I'll give an example of something that is probably near, but currently outside the boundary of toolz: ewma
, an estimated weighted moving average. Ignore for the moment that this can be accomplished with itertoolz.accumulate
(perhaps add as a recipe or example?). An ewma
is pure, lazy, and composable, so prima facie it is worth considering to add to toolz
. It is different, though, because generically it is more of an end-product of an analysis than a building block. But, this isn't true if you do signal analysis and build more complicated filters that include an ewma
. Hence, this would best belong in a signal
namespace. Signals are a perfect source of infinite iterables. However, should signaltoolz
be a submodule or a separate package? I don't know, and I contend it doesn't matter for the purpose of adding it to sandbox
. If enough signalling tools are added to sandbox
that it is clear a lightweight, coherent set of building blocks for signal analysis can be made into toolz.signaltoolz
, then so be it. sandbox
would have served as a staging area. If, however, it is decided that the signal tools should belong in a separate package, then so be it. sandbox
would have served as an incubator that allowed input and contributions from this (hopefully growing) community before the creation of a new package. If we had first said "ewma belongs in a separate package", then that package probably would never have been created.
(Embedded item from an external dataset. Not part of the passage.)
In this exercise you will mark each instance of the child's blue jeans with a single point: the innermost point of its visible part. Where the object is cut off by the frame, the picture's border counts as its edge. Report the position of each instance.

What is the scope of toolz? How do we organize toolz functions into cohesive groups?
Grouping: One extreme is to have lots of functions swimming around in a common namespace (
from toolz import *
). Another is to rigidly structure the namespaces so that few functions are within each (from toolz.itertoolz.random import *
). A hybrid is to structure functions into namespaces but then have a public top-level namespace of very commonly used functions.Scope: At what point do we say, "this function should be in a different package"? One extreme is to accept any pure-python function that anyone deems useful. The other is to restrict ourselves to an exclusive orthogonal set.
Toolz is now growing at a rate where I would like to develop some kind of guideline. We don't want to introduce an API that we don't want to maintain into the future. I believe that these two issues are related because we can ease the problems of a large scope with organization.